# Data Cleaning

The files we downloaded from kaggle include in game stats for all seasons from 2003 up to 2020. Our predcitions are going to be based off the season average stats of the two relevant teams in each game. In order to get this we have to calculate the averages from all the games they played up to that point in the season, and make a new dataframe for the specific game with averages as input.

We then need to make a target variable.
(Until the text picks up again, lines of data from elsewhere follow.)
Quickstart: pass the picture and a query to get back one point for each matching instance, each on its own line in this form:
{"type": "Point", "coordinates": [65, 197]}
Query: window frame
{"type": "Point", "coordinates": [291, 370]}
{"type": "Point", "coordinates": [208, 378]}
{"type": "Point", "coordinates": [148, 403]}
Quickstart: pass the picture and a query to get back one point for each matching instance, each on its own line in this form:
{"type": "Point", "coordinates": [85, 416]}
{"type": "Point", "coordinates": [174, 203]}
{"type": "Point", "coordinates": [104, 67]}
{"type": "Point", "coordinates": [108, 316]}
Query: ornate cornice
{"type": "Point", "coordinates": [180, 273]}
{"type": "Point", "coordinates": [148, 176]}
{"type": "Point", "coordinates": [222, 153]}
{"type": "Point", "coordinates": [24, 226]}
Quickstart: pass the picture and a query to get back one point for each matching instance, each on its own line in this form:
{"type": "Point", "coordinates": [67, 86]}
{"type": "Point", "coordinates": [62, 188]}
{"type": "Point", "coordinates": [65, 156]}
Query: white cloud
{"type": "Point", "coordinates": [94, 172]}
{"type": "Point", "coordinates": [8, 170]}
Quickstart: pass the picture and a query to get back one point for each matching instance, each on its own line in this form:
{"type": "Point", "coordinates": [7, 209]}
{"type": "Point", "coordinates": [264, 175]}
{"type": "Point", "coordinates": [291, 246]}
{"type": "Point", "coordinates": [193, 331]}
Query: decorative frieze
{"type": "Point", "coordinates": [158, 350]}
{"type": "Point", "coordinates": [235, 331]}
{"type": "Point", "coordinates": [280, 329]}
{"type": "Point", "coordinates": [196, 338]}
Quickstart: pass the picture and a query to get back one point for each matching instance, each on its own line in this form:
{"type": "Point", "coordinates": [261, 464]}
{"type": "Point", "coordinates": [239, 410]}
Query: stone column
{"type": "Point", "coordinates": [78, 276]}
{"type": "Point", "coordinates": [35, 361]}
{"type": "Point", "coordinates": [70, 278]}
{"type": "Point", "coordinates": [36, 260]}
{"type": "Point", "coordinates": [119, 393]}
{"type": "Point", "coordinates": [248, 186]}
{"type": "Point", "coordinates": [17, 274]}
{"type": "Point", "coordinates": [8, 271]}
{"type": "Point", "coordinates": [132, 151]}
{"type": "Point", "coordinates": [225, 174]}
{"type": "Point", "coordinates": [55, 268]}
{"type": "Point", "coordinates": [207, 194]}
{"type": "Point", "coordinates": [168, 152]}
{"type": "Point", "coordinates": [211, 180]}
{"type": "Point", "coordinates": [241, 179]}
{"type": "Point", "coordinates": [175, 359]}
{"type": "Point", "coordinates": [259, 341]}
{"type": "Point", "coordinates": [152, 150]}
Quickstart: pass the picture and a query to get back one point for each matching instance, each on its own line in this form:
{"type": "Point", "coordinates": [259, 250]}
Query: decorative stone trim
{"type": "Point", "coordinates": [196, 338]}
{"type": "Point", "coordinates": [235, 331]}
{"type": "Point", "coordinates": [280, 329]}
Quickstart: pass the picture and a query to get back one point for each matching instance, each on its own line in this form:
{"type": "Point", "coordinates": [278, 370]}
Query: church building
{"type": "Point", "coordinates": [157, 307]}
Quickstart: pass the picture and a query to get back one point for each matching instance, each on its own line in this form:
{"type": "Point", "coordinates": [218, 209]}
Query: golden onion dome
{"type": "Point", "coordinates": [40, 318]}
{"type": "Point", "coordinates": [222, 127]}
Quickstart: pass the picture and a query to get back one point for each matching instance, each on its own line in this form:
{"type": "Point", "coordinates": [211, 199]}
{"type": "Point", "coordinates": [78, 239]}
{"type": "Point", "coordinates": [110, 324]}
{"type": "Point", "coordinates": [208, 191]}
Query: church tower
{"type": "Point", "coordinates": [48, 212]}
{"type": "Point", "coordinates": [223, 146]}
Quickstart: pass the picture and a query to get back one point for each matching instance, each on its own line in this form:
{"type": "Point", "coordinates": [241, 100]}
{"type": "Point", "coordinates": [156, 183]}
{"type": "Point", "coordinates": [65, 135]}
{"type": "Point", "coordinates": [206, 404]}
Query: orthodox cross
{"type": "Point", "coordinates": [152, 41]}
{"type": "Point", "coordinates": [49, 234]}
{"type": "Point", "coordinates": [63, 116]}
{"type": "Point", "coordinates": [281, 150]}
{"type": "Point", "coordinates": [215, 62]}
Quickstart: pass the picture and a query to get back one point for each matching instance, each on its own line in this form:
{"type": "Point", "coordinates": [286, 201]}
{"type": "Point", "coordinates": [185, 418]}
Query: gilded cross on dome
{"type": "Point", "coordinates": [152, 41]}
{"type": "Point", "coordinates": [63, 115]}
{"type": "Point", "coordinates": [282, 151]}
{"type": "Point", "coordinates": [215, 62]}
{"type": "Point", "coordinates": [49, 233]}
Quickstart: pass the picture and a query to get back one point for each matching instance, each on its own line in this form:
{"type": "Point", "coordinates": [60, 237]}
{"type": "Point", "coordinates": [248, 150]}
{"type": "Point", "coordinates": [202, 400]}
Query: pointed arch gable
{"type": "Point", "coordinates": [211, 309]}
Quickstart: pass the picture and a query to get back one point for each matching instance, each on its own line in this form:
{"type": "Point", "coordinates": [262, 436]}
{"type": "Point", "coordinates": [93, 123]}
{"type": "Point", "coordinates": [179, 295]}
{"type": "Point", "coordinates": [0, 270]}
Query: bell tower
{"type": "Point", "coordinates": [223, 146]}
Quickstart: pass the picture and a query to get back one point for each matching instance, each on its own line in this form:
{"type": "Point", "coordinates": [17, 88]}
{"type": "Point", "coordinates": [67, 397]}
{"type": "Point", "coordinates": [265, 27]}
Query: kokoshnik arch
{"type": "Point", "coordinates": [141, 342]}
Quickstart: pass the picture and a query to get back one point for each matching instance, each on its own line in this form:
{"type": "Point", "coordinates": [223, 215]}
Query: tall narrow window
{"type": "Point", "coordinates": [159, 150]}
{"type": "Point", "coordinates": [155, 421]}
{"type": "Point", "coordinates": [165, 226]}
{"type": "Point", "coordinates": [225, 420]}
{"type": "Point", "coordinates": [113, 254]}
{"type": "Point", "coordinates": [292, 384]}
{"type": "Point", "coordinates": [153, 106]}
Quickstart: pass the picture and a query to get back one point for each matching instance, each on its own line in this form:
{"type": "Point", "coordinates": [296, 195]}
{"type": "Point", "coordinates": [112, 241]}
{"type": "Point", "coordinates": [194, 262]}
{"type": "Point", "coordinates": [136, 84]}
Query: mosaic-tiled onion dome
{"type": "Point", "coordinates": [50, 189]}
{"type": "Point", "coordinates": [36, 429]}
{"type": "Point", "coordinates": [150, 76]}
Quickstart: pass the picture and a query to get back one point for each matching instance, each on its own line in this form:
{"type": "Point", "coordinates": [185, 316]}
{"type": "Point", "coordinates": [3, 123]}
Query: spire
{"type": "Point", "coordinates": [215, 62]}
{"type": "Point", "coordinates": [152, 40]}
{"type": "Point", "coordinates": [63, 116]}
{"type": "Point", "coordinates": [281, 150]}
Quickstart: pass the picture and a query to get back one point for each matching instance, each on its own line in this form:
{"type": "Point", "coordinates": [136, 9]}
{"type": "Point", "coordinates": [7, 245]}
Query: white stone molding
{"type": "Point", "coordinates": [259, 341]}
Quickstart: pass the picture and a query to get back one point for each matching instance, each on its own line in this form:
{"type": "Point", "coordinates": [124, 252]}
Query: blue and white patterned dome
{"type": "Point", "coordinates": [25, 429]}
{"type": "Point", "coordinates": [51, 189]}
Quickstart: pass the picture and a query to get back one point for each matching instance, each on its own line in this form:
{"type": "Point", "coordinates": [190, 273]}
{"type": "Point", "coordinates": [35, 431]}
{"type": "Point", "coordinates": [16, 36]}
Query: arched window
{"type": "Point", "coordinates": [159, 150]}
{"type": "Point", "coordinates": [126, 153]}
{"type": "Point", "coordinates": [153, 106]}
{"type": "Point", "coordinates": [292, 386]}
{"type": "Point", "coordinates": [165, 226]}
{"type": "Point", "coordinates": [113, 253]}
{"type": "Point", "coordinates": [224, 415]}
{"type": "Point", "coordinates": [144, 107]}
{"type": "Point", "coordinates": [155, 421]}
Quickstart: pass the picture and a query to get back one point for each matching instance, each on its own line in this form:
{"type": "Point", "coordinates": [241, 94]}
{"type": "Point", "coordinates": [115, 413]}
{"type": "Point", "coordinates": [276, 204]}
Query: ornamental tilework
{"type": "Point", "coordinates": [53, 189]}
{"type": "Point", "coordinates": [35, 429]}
The difficulty with this dataset is, we would like to predict whether the favorite team (based on Ken Pom rankings) won the game for betting purposes, and this dataset does not include a team raking. We had to use another dataset from kaggle which includes the team rankings, check if the winning team in the game was the favorite, and then make a binary column of Favorite Win. 

Ken Pomeroy, the creator of KenPom, uses analytical measures to rank each team in college basketball. He is one of the most popular and well-known names in basketball analytics and has been at the forefront of the progression mainstream acceptance of advanced stats.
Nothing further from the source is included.